Yeah, and you know, we talked in previous episodes about, you know, some of the issues with the appearance, particularly the start menu. And it's- I don't like the fact that I can't- you can turn off the suggested documents or whatever that section is called. But you don't gain that space back.
Yeah, it's the recommended space.
Yeah, you can turn that feature off but you don't get that space back. It will continue to be dead space with a "Hey, did you know you turn this off?".
Yeah, they want you to use- it's you know, the other thing is I just find the whole widgets thing completely useless. So they have that widgets menu that I showed. What that's just basically the homepage of MSN that flies out- that flies out in you. Okay. By the way, if you change Oh, one thing I didn't mention, it's more difficult to change your default browser in Windows 11. We have a story on how to do it, though. It's not that difficult.
And Piltch Point episode on how to do it.
Yes, that's right. We talked about it. So yeah.
We've been getting a lot of traffic on that this week.
Yes, yes. So I mean, look, people are gonna want to have the latest and greatest. As someone who works in this industry and has to keep up, I'm running it on my laptop and not my desktop. And I'm running it on a virtual machine so I can do my research on it and tutorials on my desktop. And eventually, I will have to switch because I’ve got to keep up with what the latest is, so I can be aware of what's going on. But for everyone else who just wants to use their computer, there's not really a great compelling argument to be upgraded.

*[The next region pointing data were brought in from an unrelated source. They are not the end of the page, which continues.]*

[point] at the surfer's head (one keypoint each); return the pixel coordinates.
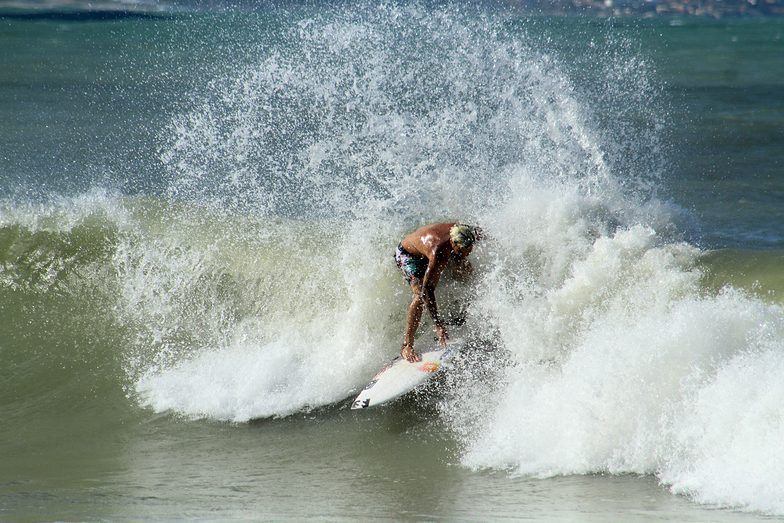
(462, 236)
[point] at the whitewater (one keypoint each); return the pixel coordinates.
(258, 282)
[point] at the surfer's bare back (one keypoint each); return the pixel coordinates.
(422, 256)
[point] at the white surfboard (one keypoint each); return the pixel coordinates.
(400, 377)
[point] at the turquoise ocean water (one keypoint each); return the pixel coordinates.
(198, 209)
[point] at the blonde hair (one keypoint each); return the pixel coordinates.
(462, 235)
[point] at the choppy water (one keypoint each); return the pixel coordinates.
(197, 221)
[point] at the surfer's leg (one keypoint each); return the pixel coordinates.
(412, 321)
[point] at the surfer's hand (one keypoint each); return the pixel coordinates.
(442, 335)
(410, 354)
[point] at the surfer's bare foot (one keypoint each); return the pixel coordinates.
(410, 354)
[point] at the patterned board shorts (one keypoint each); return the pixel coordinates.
(411, 266)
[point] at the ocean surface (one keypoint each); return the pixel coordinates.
(198, 211)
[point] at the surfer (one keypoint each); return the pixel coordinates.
(422, 256)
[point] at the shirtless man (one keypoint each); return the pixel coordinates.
(422, 256)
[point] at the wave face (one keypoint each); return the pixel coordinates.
(259, 282)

Yeah, and I will concur with that. I've got you know, obviously, everybody knows we've got tons of computers around here and only one of them's running it. And that's because I had to have something running it.

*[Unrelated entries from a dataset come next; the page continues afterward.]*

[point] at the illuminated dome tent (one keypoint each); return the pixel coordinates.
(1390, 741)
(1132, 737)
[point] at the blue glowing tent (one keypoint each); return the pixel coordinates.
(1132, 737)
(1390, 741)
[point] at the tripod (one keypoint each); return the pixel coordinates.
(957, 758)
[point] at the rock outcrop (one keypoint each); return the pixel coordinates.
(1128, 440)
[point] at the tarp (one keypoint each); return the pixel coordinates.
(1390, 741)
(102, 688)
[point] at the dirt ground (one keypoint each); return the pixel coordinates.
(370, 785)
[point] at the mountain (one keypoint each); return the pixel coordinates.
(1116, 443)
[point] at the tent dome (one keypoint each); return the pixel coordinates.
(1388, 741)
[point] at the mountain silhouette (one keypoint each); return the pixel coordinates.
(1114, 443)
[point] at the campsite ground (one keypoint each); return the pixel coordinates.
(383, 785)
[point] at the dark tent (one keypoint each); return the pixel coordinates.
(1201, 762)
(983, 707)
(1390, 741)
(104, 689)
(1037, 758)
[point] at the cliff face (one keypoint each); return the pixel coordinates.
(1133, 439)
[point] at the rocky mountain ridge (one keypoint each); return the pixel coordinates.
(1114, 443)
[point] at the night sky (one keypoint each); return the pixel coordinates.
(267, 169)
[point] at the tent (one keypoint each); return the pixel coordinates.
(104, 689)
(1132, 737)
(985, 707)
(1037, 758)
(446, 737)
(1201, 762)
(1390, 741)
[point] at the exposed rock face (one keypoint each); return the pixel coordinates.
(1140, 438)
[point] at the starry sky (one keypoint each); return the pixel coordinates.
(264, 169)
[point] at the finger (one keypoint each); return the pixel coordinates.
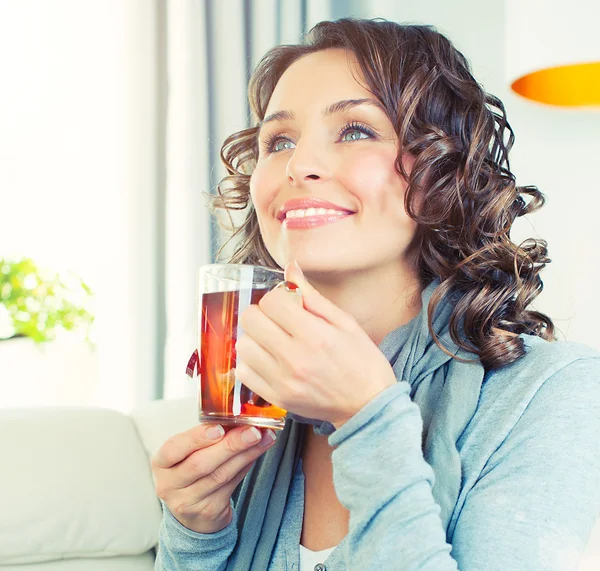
(257, 384)
(196, 501)
(250, 351)
(180, 446)
(313, 301)
(243, 445)
(266, 332)
(285, 313)
(215, 503)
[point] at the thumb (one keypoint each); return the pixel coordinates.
(313, 301)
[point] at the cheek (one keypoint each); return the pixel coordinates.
(261, 191)
(373, 179)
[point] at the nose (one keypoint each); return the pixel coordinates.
(307, 165)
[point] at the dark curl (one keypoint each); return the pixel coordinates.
(460, 191)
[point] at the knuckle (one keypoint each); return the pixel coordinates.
(196, 465)
(179, 508)
(160, 490)
(299, 371)
(248, 315)
(209, 510)
(219, 476)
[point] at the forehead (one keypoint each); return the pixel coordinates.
(320, 78)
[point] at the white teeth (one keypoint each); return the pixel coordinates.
(301, 213)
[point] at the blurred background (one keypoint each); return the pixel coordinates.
(112, 113)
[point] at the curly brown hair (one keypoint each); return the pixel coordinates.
(459, 137)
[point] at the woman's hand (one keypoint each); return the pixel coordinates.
(195, 472)
(309, 356)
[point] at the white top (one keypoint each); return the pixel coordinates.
(308, 558)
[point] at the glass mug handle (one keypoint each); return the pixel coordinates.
(192, 367)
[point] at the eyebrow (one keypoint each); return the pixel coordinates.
(337, 107)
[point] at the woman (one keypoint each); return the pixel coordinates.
(447, 430)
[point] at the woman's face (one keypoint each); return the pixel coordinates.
(325, 188)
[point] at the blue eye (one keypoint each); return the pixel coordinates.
(354, 135)
(355, 132)
(281, 145)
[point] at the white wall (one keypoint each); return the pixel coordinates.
(78, 116)
(556, 150)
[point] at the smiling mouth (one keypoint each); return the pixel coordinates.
(299, 219)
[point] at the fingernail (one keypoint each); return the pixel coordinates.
(269, 437)
(251, 435)
(215, 432)
(298, 267)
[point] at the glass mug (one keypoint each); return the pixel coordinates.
(224, 292)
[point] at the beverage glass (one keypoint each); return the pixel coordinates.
(224, 292)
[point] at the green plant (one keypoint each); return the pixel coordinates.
(39, 303)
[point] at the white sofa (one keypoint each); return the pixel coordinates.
(76, 490)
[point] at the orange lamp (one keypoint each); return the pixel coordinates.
(553, 51)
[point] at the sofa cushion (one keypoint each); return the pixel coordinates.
(76, 482)
(158, 420)
(143, 562)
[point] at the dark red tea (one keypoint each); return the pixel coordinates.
(218, 335)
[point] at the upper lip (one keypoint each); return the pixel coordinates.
(304, 203)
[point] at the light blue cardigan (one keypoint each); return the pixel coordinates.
(530, 485)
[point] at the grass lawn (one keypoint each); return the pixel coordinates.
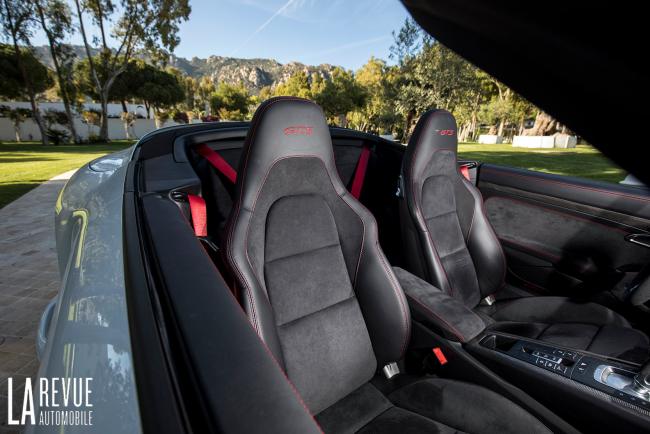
(582, 161)
(25, 165)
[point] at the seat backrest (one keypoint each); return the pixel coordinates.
(312, 277)
(448, 239)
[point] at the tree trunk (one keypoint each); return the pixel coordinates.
(59, 75)
(103, 129)
(17, 131)
(36, 112)
(30, 91)
(502, 124)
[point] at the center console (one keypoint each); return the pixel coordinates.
(606, 394)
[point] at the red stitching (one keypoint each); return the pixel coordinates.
(556, 211)
(231, 228)
(584, 187)
(267, 349)
(472, 189)
(418, 210)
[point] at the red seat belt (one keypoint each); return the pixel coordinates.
(360, 173)
(217, 162)
(464, 170)
(199, 215)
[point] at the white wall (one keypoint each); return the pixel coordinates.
(556, 141)
(533, 141)
(114, 110)
(490, 139)
(29, 129)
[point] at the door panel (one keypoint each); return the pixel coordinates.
(563, 235)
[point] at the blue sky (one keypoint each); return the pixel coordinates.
(339, 32)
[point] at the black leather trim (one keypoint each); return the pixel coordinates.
(613, 197)
(288, 127)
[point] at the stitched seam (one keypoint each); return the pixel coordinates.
(593, 338)
(451, 327)
(598, 190)
(230, 254)
(566, 215)
(306, 252)
(393, 281)
(290, 322)
(268, 351)
(476, 192)
(418, 211)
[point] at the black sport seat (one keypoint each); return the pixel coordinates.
(451, 244)
(319, 291)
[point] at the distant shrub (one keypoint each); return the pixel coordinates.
(57, 136)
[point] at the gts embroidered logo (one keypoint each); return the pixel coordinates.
(446, 132)
(301, 130)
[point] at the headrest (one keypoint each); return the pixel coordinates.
(283, 127)
(435, 131)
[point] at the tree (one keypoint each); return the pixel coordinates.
(231, 102)
(137, 24)
(298, 84)
(339, 95)
(55, 19)
(378, 113)
(204, 93)
(15, 19)
(161, 89)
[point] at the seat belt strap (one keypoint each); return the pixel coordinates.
(464, 170)
(360, 173)
(199, 215)
(217, 161)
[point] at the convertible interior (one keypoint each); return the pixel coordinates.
(307, 278)
(287, 276)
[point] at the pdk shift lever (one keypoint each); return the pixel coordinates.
(642, 380)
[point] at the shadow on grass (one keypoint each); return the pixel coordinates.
(592, 166)
(13, 158)
(12, 191)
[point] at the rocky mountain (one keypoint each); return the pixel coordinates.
(253, 73)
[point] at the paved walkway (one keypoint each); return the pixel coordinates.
(29, 279)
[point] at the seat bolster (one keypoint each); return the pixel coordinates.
(465, 407)
(253, 296)
(438, 310)
(425, 142)
(484, 247)
(381, 298)
(550, 310)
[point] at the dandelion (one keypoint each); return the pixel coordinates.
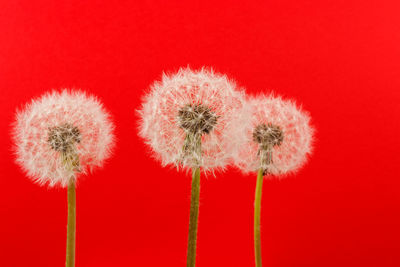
(59, 137)
(192, 120)
(279, 139)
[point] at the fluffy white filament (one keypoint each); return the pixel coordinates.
(292, 153)
(160, 124)
(36, 151)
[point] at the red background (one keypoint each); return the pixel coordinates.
(340, 59)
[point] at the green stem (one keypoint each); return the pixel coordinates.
(194, 214)
(71, 227)
(257, 215)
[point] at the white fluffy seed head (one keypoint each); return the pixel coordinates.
(189, 106)
(291, 143)
(61, 135)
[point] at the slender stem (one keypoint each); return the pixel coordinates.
(194, 214)
(257, 215)
(71, 227)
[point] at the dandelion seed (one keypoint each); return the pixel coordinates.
(194, 120)
(57, 138)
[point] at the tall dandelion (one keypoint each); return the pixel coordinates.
(192, 120)
(58, 138)
(278, 141)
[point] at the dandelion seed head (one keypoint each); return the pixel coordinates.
(62, 135)
(192, 118)
(279, 137)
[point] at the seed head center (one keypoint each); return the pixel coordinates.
(268, 135)
(62, 138)
(197, 119)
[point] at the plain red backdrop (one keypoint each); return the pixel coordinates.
(340, 59)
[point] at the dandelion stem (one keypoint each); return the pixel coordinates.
(71, 227)
(194, 214)
(257, 215)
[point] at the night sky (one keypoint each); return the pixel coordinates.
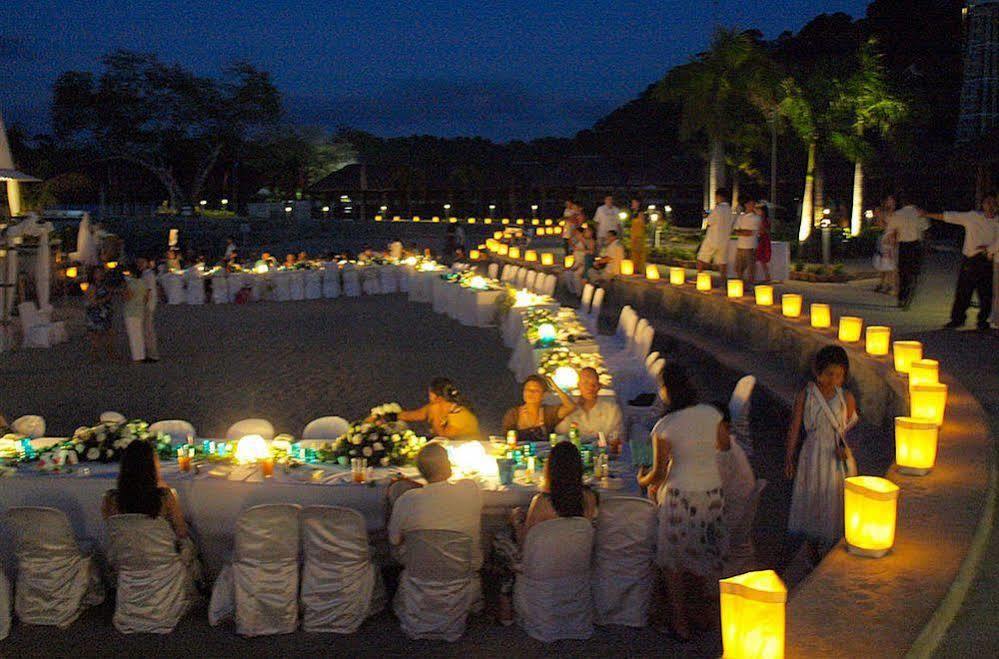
(503, 70)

You know Microsoft probably doesn't care that much about the upgrades, to be honest. I think they're much more concerned about this as a way for OEMs to kind of push new PCs. So to a certain point, very soon, probably every new laptop that you buy or desktop that you buy will have 11, not 10.

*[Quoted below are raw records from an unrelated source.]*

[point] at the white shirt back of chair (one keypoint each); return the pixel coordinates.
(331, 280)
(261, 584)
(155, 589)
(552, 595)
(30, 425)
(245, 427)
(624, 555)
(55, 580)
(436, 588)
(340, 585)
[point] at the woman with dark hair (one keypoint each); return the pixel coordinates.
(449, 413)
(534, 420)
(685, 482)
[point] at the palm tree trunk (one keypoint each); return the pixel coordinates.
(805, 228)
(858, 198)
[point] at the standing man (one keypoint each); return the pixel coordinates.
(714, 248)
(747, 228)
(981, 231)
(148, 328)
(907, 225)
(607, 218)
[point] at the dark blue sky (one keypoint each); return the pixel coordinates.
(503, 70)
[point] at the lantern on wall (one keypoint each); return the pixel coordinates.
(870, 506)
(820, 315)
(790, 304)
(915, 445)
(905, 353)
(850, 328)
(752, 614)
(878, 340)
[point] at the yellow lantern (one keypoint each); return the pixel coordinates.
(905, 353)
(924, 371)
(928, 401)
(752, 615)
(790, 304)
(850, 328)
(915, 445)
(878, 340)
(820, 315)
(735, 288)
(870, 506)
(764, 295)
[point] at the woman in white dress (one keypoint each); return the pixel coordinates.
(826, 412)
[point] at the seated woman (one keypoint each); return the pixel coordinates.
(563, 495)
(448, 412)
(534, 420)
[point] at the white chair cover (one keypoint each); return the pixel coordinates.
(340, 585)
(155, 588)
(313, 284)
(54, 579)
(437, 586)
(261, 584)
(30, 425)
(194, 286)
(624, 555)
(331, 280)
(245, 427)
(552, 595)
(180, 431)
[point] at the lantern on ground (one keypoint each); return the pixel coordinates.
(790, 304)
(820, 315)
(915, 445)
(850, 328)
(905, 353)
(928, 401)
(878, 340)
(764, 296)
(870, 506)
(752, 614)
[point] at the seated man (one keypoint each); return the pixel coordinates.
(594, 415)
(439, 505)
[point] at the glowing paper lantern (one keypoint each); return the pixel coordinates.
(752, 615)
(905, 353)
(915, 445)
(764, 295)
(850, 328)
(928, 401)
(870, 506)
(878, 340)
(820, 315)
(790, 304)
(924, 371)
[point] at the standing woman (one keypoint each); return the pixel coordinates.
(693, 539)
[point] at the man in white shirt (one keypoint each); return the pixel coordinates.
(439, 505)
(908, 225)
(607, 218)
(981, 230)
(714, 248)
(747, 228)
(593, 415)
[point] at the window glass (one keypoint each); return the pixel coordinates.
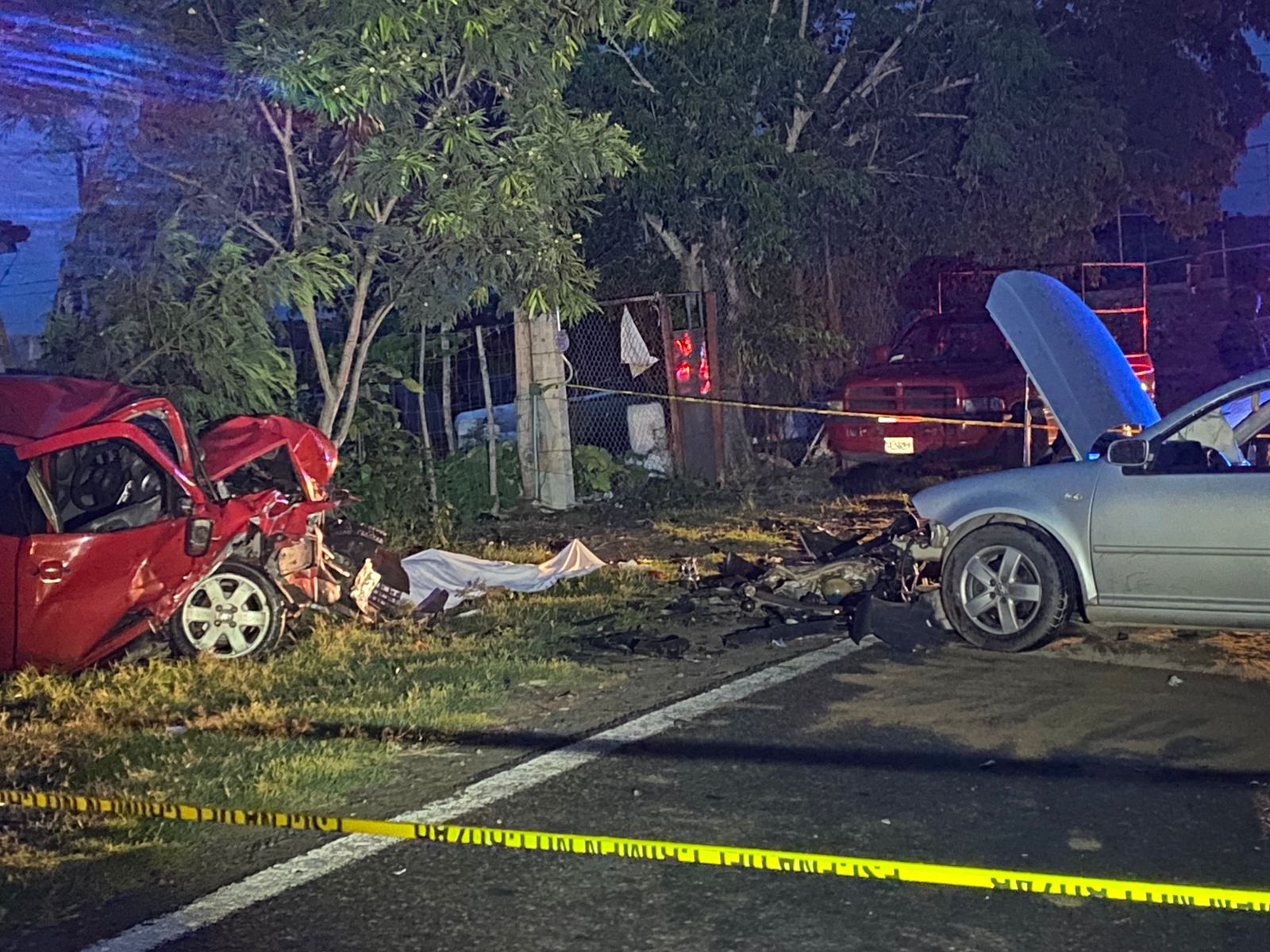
(107, 486)
(19, 511)
(156, 427)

Yeah, probably. I mean, while watching content on the BBC, I definitely saw commercials for their electronics retailers that were all showing laptops running Windows 11 and talking about it pretty hard. So they're already pushing it hard. So I don't know. But like you said if you people are really interested in it. You guys have a lot of support information.
We have dozens and dozens of articles on Windows 11 on tomshardware.com. Check us out. We have a review of it. We have How To Upgrade Now. We have How To Avoid The TPM Requirements. You can get around those requirements, although you won't necessarily get updates for that. So that's purely experimental. But if you want to know how to do something on Windows 11, there's a very good, especially get around some of its annoyances. Right now I'm actually working on an article that sums up some of the stuff called the 11 Worst Features Of Windows 11 and How To Fix Them. So a lot of things that I just named are on the list. But beyond that, we have it all. We have a lot of Windows 11 information so come check us out at tomshardware.com.
Very good. Well, as always Avram, I appreciate it, and I look forward to what we talk about next.